Powell explained it was good that the disinflation seen so far hadn’t come at the expense of the labour market, but further rate rises would be appropriate, borrowing costs would need to remain high for some time and he couldn’t rule out raising rates than more than markets currently expect.
Nothing that he said was out of kilter with his and the Fed’s commentary when the US central bank raised its federal funds rate by 25 basis points last week, its eighth rate rise in 11 months.
By not seizing on the jobs data to talk more aggressively about the prospect of “even higher for even longer” rates, he provided a pleasant surprise for financial markets. Investors had been positioned for a signal from Powell that the jobs data would force the Fed to adopt a tougher-than-it had-expected approach to driving down the inflation rate.
After initially sliding, the sharemarket resumed the bullish run it’s been on this year, rising 1.3 per cent on Tuesday. The Nasdaq index, with its bias to technology stocks, rose 1.9 per cent and the index of the biggest tech companies added 2.5 per cent.
The view that the end of this rate cycle is in sight, perhaps only 50 basis points away, has powered the US equity market this year. The S&P 500 index has risen 8.5 per cent, while the more risk-sensitive Nasdaq is up about 16 per cent and the mega-tech stocks rallied 30 per cent.
Despite Powell’s references to “ongoing” rate rises, this is very much a “risk on” environment, with the market pricing in peak rates mid-year and a soft landing for the US economy.
In the US and elsewhere, it is the tightness of labour markets, particularly in service sectors, that has been a feature of post-pandemic economies that is being monitored most closely. Generally, wage pressures in the US appear to be moderating, but shortages of workers in the service industries means the threat of a wage-price spiral remains.
Similar circumstances apply within the Australian economy, where the unemployment rate of 3.5 per cent is the lowest in almost half a century, the inflation rate of 7.8 per cent is the highest for more than 30 years and the Reserve Bank, having already lifted the cash rate nine times in this cycle, is foreshadowing further rate rises in the months ahead.
Like Powell, RBA governor Philip Lowe will be hoping that the “lag” effects of the recent rate rises, which take time to show up in slowing economic activity, are going to emerge soon. And, like Powell, he will also be hoping that the tightness of the Australian labour market doesn’t lead to a widespread wages breakout, and that the global factors that helped ignite global inflation rates wane.
Supply chains, while reshaped by the pandemic and the war in Ukraine, have been steadily functioning better. China’s re-opening of its economy should also help on that front, as well as boosting the global supply of relatively cheap manufactured goods.

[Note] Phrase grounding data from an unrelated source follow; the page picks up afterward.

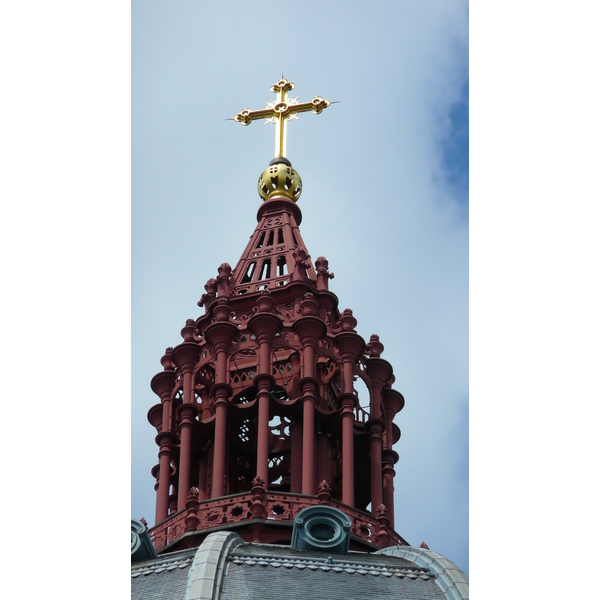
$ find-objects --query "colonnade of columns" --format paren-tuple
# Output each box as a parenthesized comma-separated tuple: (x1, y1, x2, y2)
(150, 297, 401, 532)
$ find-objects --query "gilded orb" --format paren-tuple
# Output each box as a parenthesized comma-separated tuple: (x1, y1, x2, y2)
(258, 161, 302, 202)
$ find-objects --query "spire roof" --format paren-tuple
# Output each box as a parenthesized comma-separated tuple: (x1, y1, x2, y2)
(229, 198, 315, 295)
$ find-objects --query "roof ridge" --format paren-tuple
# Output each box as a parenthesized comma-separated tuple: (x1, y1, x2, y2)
(228, 554, 433, 579)
(231, 552, 428, 568)
(131, 547, 197, 575)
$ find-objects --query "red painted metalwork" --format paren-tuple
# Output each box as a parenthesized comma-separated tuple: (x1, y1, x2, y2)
(147, 193, 406, 552)
(148, 491, 409, 553)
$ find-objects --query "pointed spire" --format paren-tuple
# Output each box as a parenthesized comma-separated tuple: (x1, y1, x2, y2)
(229, 200, 317, 294)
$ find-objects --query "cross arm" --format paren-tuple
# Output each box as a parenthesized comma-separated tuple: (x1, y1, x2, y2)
(233, 107, 275, 126)
(288, 96, 331, 116)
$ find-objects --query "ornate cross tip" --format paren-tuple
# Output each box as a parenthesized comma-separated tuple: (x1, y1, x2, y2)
(232, 77, 332, 158)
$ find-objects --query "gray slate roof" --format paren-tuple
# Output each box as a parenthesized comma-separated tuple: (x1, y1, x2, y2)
(131, 547, 196, 600)
(131, 532, 468, 600)
(222, 543, 444, 600)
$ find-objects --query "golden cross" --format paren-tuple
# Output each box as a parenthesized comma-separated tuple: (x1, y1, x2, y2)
(233, 78, 331, 158)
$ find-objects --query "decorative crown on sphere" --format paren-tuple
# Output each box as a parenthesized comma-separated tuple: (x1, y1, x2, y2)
(232, 77, 332, 202)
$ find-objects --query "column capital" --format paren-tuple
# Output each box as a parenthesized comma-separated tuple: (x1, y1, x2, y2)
(213, 293, 232, 317)
(338, 391, 357, 411)
(293, 315, 326, 345)
(253, 372, 275, 390)
(157, 446, 174, 462)
(382, 448, 399, 465)
(367, 418, 385, 436)
(151, 370, 177, 399)
(247, 312, 283, 340)
(155, 431, 178, 449)
(299, 376, 318, 392)
(204, 320, 239, 349)
(212, 382, 232, 402)
(383, 388, 405, 417)
(366, 357, 393, 386)
(147, 404, 163, 430)
(171, 342, 201, 373)
(334, 330, 365, 359)
(176, 402, 198, 425)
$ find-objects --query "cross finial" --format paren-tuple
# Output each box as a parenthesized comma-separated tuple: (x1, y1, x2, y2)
(233, 78, 331, 159)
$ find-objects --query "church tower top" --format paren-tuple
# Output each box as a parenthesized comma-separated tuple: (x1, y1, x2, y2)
(146, 78, 405, 555)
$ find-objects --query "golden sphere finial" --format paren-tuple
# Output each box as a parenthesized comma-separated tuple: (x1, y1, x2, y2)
(257, 158, 302, 203)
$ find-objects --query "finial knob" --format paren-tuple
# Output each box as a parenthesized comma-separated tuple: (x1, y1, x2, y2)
(258, 158, 302, 202)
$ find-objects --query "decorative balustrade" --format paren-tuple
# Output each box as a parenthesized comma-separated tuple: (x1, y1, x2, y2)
(354, 403, 369, 423)
(148, 491, 406, 551)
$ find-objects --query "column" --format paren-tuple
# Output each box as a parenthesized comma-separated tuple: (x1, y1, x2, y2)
(204, 299, 238, 499)
(255, 373, 273, 484)
(150, 367, 176, 524)
(179, 321, 203, 507)
(366, 357, 392, 514)
(155, 433, 175, 523)
(368, 373, 384, 513)
(301, 374, 317, 495)
(381, 461, 396, 530)
(334, 313, 365, 508)
(382, 388, 404, 530)
(339, 394, 356, 505)
(381, 403, 395, 525)
(366, 335, 393, 514)
(211, 380, 229, 498)
(248, 293, 282, 488)
(177, 371, 195, 511)
(293, 294, 326, 496)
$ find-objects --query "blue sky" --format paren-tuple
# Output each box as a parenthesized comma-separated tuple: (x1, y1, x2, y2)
(132, 0, 469, 572)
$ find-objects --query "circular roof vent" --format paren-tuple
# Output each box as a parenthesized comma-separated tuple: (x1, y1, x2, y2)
(291, 506, 352, 554)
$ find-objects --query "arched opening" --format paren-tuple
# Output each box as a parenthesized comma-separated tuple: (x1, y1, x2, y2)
(241, 262, 256, 283)
(258, 259, 271, 280)
(276, 255, 288, 276)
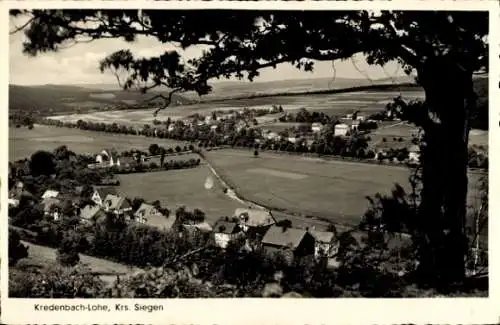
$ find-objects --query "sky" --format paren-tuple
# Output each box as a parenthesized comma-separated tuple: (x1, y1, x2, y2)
(9, 15, 408, 86)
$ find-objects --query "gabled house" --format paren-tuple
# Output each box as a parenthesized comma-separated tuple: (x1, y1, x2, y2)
(99, 149, 121, 166)
(103, 194, 132, 215)
(334, 123, 350, 136)
(42, 198, 62, 221)
(133, 203, 177, 231)
(91, 187, 118, 206)
(80, 204, 106, 224)
(234, 208, 276, 232)
(309, 230, 339, 259)
(182, 222, 213, 233)
(41, 189, 59, 200)
(261, 226, 315, 258)
(212, 220, 243, 249)
(408, 145, 421, 163)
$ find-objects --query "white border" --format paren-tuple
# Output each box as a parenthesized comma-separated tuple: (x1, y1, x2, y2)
(1, 1, 499, 324)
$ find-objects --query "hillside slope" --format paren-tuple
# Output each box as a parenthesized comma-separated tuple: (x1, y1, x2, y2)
(9, 84, 195, 114)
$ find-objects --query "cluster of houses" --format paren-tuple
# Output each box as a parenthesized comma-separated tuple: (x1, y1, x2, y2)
(9, 181, 339, 262)
(212, 208, 339, 261)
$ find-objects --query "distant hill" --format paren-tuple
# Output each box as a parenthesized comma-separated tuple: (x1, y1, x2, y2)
(9, 84, 196, 114)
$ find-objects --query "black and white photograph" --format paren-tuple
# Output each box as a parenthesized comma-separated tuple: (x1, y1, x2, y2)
(3, 1, 497, 323)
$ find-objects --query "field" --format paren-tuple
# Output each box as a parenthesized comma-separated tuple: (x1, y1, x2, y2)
(204, 149, 485, 228)
(9, 125, 190, 161)
(117, 166, 248, 225)
(11, 241, 140, 285)
(50, 89, 426, 127)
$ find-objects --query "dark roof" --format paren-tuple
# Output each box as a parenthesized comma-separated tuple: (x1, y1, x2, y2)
(213, 220, 240, 234)
(261, 226, 308, 249)
(96, 187, 118, 198)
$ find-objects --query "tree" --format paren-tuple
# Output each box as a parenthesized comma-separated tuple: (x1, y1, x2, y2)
(9, 229, 29, 266)
(148, 143, 160, 156)
(57, 232, 81, 267)
(30, 150, 56, 177)
(13, 9, 487, 286)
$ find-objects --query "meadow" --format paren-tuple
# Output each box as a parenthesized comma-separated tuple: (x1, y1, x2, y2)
(204, 149, 485, 228)
(50, 89, 426, 127)
(9, 125, 190, 161)
(117, 166, 248, 225)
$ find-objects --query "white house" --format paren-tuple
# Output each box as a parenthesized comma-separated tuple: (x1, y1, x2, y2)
(309, 230, 339, 259)
(351, 120, 360, 132)
(41, 189, 59, 200)
(334, 124, 350, 136)
(91, 187, 118, 206)
(103, 194, 132, 215)
(287, 137, 298, 144)
(408, 145, 421, 163)
(311, 123, 324, 133)
(266, 132, 280, 141)
(213, 220, 243, 249)
(167, 124, 176, 132)
(100, 149, 121, 167)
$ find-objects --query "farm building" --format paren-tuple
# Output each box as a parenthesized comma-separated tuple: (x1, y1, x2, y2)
(91, 187, 118, 206)
(311, 123, 324, 133)
(409, 145, 421, 163)
(80, 204, 106, 224)
(309, 230, 339, 259)
(334, 124, 350, 136)
(212, 220, 243, 249)
(41, 189, 59, 200)
(261, 226, 315, 258)
(103, 194, 132, 215)
(351, 120, 360, 131)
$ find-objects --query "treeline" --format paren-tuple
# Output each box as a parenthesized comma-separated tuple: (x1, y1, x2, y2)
(112, 158, 201, 174)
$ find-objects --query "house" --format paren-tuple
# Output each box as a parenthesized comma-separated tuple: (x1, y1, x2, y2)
(91, 187, 118, 206)
(287, 136, 298, 144)
(103, 194, 132, 215)
(133, 203, 177, 231)
(42, 198, 62, 221)
(334, 123, 350, 136)
(167, 124, 176, 132)
(100, 149, 121, 166)
(80, 204, 106, 224)
(351, 120, 360, 132)
(311, 123, 324, 133)
(408, 145, 421, 163)
(41, 189, 59, 200)
(266, 132, 280, 141)
(309, 230, 339, 259)
(182, 222, 213, 233)
(234, 208, 276, 232)
(8, 185, 35, 208)
(261, 226, 315, 258)
(212, 220, 243, 249)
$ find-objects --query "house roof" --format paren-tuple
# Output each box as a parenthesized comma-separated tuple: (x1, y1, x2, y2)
(80, 204, 104, 220)
(42, 198, 61, 212)
(234, 208, 276, 227)
(309, 230, 335, 243)
(41, 190, 59, 199)
(103, 194, 130, 211)
(335, 123, 349, 128)
(95, 187, 118, 198)
(213, 220, 240, 234)
(183, 222, 213, 232)
(409, 145, 420, 152)
(261, 226, 308, 250)
(134, 203, 177, 230)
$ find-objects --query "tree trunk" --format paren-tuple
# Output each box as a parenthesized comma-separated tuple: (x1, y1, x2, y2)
(416, 57, 474, 287)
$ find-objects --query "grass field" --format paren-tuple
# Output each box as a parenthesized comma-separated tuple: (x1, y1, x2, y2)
(51, 89, 426, 126)
(204, 149, 485, 228)
(9, 125, 190, 161)
(117, 166, 248, 225)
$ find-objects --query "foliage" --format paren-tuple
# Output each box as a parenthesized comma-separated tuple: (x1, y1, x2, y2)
(9, 229, 29, 266)
(30, 150, 56, 176)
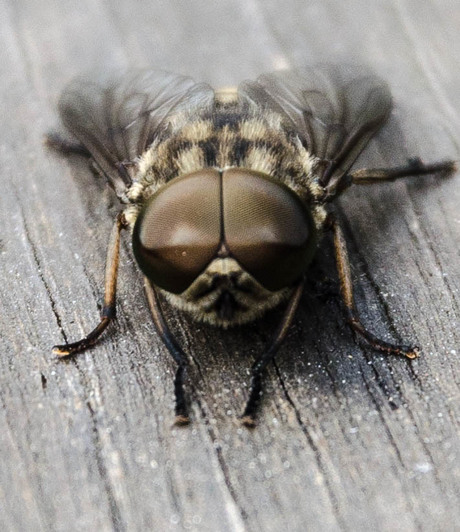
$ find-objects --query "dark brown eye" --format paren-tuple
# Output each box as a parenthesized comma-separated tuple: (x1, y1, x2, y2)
(222, 169, 316, 291)
(132, 169, 221, 293)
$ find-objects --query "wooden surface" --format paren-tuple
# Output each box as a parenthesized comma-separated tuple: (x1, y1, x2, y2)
(1, 1, 459, 531)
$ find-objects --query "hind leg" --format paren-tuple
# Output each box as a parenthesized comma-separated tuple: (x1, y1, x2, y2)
(45, 132, 91, 157)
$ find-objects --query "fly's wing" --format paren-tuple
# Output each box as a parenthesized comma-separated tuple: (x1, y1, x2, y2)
(239, 65, 392, 191)
(58, 70, 214, 197)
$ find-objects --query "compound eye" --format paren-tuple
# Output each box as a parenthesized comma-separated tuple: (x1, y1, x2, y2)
(222, 169, 316, 291)
(133, 169, 221, 294)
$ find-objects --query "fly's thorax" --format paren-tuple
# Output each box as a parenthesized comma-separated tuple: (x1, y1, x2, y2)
(125, 101, 326, 209)
(162, 257, 292, 327)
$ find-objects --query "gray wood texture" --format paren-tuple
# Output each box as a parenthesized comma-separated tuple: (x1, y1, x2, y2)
(1, 1, 459, 530)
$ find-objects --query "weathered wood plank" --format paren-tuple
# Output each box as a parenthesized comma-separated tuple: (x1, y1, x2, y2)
(0, 0, 459, 531)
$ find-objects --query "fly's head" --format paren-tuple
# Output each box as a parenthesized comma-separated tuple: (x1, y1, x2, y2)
(132, 168, 319, 326)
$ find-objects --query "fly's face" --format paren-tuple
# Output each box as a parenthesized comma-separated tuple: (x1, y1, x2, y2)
(164, 257, 291, 327)
(132, 167, 318, 326)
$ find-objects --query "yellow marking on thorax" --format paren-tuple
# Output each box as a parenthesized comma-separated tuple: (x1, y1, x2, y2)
(243, 146, 276, 176)
(175, 145, 206, 174)
(180, 119, 213, 141)
(239, 118, 271, 141)
(215, 87, 238, 104)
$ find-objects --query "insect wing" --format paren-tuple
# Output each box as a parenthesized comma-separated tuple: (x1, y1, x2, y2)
(58, 70, 214, 196)
(239, 65, 392, 190)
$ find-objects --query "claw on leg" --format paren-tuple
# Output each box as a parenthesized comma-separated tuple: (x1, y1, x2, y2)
(347, 315, 420, 359)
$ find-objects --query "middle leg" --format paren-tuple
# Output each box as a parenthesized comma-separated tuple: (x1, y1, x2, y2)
(350, 158, 456, 184)
(328, 213, 419, 359)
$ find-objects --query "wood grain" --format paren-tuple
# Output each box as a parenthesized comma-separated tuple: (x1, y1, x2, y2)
(0, 0, 459, 530)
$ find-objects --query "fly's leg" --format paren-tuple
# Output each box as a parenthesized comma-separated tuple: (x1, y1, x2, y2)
(326, 158, 456, 198)
(45, 132, 92, 157)
(144, 277, 305, 427)
(241, 280, 305, 428)
(45, 132, 104, 177)
(350, 158, 456, 184)
(53, 212, 128, 356)
(329, 213, 418, 359)
(47, 132, 135, 189)
(144, 280, 190, 426)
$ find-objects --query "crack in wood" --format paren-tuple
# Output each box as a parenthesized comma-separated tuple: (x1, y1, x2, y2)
(16, 196, 69, 345)
(85, 401, 126, 532)
(195, 400, 249, 529)
(272, 361, 346, 531)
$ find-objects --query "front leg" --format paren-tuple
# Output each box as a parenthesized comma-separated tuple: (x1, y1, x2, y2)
(144, 280, 191, 426)
(328, 213, 418, 359)
(53, 212, 128, 356)
(241, 279, 305, 427)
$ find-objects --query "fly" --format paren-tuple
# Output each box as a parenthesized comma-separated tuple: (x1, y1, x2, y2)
(47, 65, 456, 426)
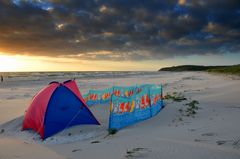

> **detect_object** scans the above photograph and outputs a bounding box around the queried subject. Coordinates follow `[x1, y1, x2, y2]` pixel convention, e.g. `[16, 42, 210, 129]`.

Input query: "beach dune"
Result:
[0, 71, 240, 159]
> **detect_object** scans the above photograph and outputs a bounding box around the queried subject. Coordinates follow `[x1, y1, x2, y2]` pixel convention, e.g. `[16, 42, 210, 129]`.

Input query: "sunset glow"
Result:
[0, 1, 239, 72]
[0, 52, 170, 72]
[0, 54, 24, 72]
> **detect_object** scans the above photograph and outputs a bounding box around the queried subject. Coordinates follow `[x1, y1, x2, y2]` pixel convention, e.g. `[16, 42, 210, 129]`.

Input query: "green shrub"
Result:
[108, 128, 118, 135]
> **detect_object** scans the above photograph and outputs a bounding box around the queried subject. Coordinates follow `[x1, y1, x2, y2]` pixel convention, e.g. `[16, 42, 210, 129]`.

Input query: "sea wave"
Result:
[0, 71, 162, 81]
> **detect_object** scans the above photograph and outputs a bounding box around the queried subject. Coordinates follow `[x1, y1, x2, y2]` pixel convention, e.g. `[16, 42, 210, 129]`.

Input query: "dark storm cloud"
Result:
[0, 0, 240, 60]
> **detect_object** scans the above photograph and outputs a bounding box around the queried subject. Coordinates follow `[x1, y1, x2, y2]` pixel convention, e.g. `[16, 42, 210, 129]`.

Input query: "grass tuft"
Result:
[165, 92, 187, 102]
[108, 128, 118, 135]
[185, 100, 199, 117]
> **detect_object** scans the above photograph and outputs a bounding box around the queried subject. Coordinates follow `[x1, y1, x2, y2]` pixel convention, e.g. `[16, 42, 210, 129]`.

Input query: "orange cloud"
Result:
[178, 0, 186, 5]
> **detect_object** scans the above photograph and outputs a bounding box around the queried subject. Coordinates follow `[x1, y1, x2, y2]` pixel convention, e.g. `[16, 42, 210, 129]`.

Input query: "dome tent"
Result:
[22, 80, 100, 139]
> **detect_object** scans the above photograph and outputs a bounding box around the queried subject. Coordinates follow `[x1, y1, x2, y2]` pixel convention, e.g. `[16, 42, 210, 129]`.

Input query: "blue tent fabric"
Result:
[44, 85, 99, 139]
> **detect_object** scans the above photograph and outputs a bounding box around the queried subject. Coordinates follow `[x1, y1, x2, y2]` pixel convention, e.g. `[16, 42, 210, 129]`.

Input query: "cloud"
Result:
[0, 0, 239, 60]
[178, 0, 186, 6]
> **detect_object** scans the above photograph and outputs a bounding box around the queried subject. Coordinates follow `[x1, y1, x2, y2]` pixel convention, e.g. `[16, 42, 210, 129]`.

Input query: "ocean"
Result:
[0, 71, 164, 100]
[0, 71, 160, 81]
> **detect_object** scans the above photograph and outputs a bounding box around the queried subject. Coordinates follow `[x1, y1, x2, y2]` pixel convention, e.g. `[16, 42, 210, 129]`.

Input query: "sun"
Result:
[0, 54, 23, 72]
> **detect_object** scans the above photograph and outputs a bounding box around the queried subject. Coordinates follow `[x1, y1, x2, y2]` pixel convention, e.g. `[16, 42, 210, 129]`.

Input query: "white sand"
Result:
[1, 72, 240, 159]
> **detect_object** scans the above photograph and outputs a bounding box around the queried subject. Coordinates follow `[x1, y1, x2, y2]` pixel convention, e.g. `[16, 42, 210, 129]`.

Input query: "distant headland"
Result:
[159, 64, 240, 75]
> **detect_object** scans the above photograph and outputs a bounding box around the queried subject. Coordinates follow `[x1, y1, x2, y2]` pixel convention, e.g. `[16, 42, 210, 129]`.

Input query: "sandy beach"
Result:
[0, 71, 240, 159]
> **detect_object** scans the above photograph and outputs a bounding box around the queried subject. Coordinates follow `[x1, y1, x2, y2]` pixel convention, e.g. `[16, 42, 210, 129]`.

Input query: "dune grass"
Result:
[108, 128, 118, 135]
[207, 64, 240, 75]
[164, 92, 187, 102]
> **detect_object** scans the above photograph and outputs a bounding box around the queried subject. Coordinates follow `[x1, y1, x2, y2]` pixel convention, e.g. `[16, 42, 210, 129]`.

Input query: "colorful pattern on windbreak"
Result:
[109, 85, 163, 130]
[84, 85, 146, 106]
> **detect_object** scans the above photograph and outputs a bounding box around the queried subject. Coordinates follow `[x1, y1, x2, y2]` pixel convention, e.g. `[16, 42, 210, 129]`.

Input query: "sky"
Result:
[0, 0, 240, 71]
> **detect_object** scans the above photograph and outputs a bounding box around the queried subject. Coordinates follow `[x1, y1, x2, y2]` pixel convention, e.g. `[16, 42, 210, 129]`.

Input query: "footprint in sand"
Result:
[216, 140, 234, 146]
[0, 129, 4, 134]
[216, 140, 228, 145]
[201, 132, 217, 137]
[194, 139, 209, 142]
[72, 149, 82, 152]
[6, 96, 17, 100]
[91, 140, 100, 144]
[233, 138, 240, 148]
[194, 133, 217, 143]
[23, 93, 31, 98]
[188, 128, 196, 132]
[125, 148, 151, 159]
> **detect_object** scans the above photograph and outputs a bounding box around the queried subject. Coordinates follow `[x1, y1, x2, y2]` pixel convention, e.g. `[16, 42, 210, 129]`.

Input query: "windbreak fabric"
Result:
[83, 84, 157, 106]
[113, 86, 136, 97]
[84, 85, 137, 106]
[81, 83, 164, 130]
[85, 88, 113, 106]
[109, 85, 163, 130]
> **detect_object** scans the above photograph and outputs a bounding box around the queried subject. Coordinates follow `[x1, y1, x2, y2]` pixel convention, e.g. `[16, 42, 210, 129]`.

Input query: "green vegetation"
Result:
[159, 65, 219, 71]
[166, 91, 200, 125]
[108, 128, 118, 135]
[207, 64, 240, 75]
[159, 64, 240, 75]
[165, 92, 187, 102]
[185, 100, 199, 117]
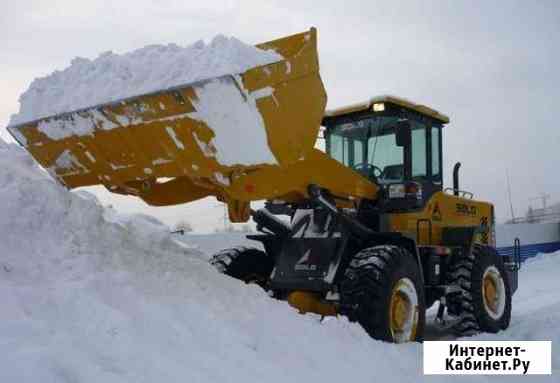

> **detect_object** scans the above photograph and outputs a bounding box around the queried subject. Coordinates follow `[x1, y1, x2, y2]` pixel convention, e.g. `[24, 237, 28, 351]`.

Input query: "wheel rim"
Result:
[482, 266, 506, 320]
[389, 278, 419, 343]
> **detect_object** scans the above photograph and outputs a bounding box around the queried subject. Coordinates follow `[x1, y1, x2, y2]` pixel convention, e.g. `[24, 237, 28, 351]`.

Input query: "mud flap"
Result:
[503, 238, 521, 294]
[270, 237, 344, 292]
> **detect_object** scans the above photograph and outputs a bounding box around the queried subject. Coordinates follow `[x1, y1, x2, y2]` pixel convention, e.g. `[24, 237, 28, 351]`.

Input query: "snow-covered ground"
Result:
[0, 140, 557, 382]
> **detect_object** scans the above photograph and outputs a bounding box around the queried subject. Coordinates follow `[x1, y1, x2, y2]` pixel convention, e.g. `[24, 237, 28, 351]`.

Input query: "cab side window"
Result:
[431, 126, 442, 183]
[411, 122, 427, 179]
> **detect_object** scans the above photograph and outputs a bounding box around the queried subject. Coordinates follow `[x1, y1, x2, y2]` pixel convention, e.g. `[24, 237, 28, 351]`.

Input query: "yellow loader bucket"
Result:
[7, 28, 376, 222]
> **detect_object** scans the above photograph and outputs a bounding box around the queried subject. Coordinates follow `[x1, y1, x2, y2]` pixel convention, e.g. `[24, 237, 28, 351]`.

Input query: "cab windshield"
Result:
[327, 116, 405, 183]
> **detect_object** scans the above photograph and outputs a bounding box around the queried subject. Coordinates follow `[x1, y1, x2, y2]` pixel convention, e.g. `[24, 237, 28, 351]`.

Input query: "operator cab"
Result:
[322, 95, 449, 209]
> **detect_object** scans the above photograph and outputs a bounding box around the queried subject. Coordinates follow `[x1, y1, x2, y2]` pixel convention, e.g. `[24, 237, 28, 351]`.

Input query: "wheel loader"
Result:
[7, 28, 519, 343]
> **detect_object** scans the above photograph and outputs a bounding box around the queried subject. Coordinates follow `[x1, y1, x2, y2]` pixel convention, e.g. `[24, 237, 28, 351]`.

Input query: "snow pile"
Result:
[8, 35, 283, 166]
[9, 36, 282, 126]
[0, 141, 557, 382]
[0, 141, 391, 382]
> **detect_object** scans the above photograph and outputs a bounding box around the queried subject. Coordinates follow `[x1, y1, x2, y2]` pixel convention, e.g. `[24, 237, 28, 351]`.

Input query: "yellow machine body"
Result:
[322, 94, 494, 249]
[287, 291, 338, 317]
[6, 28, 501, 326]
[7, 27, 493, 243]
[389, 191, 495, 247]
[7, 28, 376, 222]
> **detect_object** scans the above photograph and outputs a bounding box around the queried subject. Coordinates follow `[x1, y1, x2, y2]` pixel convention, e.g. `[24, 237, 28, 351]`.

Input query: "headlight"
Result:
[388, 182, 422, 200]
[388, 183, 406, 199]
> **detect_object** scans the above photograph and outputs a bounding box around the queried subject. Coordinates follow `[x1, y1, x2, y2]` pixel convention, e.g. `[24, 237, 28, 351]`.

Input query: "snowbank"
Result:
[0, 141, 557, 382]
[9, 36, 282, 126]
[0, 141, 388, 382]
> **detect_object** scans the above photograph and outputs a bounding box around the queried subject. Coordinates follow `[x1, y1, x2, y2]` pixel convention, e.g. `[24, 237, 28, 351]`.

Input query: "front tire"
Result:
[446, 244, 512, 336]
[340, 245, 426, 343]
[210, 247, 274, 289]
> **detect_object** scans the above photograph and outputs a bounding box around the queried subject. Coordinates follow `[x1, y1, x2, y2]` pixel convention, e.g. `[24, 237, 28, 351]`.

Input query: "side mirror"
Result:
[395, 120, 411, 147]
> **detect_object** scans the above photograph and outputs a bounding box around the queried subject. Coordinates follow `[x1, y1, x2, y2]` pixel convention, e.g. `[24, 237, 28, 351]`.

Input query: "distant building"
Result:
[497, 201, 560, 261]
[505, 201, 560, 224]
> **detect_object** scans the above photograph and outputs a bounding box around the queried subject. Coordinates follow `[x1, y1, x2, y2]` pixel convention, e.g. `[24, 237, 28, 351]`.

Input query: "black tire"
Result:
[210, 247, 274, 288]
[339, 245, 426, 343]
[446, 244, 512, 336]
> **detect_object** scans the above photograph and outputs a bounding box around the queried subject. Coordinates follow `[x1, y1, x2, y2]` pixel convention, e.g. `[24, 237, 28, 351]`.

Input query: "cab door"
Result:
[409, 119, 443, 205]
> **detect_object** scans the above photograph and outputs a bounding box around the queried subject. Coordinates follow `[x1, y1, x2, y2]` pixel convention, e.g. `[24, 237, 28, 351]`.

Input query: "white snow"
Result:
[285, 61, 292, 74]
[52, 149, 88, 176]
[9, 128, 27, 146]
[165, 126, 185, 150]
[9, 35, 282, 166]
[84, 151, 96, 163]
[188, 76, 277, 165]
[9, 36, 282, 126]
[192, 131, 216, 158]
[213, 171, 230, 186]
[34, 109, 119, 141]
[109, 163, 133, 171]
[152, 158, 172, 166]
[0, 140, 557, 382]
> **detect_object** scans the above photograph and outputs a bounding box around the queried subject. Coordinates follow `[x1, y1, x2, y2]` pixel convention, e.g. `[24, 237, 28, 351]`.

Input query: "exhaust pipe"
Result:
[453, 162, 461, 196]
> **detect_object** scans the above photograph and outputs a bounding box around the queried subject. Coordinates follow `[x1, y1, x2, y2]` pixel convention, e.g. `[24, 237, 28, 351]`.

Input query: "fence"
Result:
[495, 222, 560, 262]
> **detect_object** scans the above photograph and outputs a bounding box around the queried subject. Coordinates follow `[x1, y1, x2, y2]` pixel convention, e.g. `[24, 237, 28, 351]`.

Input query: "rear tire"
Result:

Oil prices have subsided and, with the major central banks all tightening their monetary policies and the big surge in governments’ pandemic-related spending essentially behind them, economic and financial conditions have tightened (though the financial markets are doing their best to counter that by lowering the cost of capital – debt as well as equity – for businesses and re-creating wealth for households).
The war in Ukraine and the geopolitical tensions between the US and its allies and China are wild cards but, absent the unexpected, there is an expectation that this year will see the peaking of central bank interest rates and that they, along with inflation, will be trending down, if not this year, then next.
When and where that peak is reached, and how long it takes to get inflation rates back to the 2 to 3 per cent range the central banks are targeting is, obviously, the critical question for financial markets, businesses and households, but one with a lot of uncertainties.
Ar this point, it would appear the markets have a greater conviction about the trajectory of rates and their turning points than the central bankers who decide them. Everyone, including the central bankers, will be hoping the markets have it right.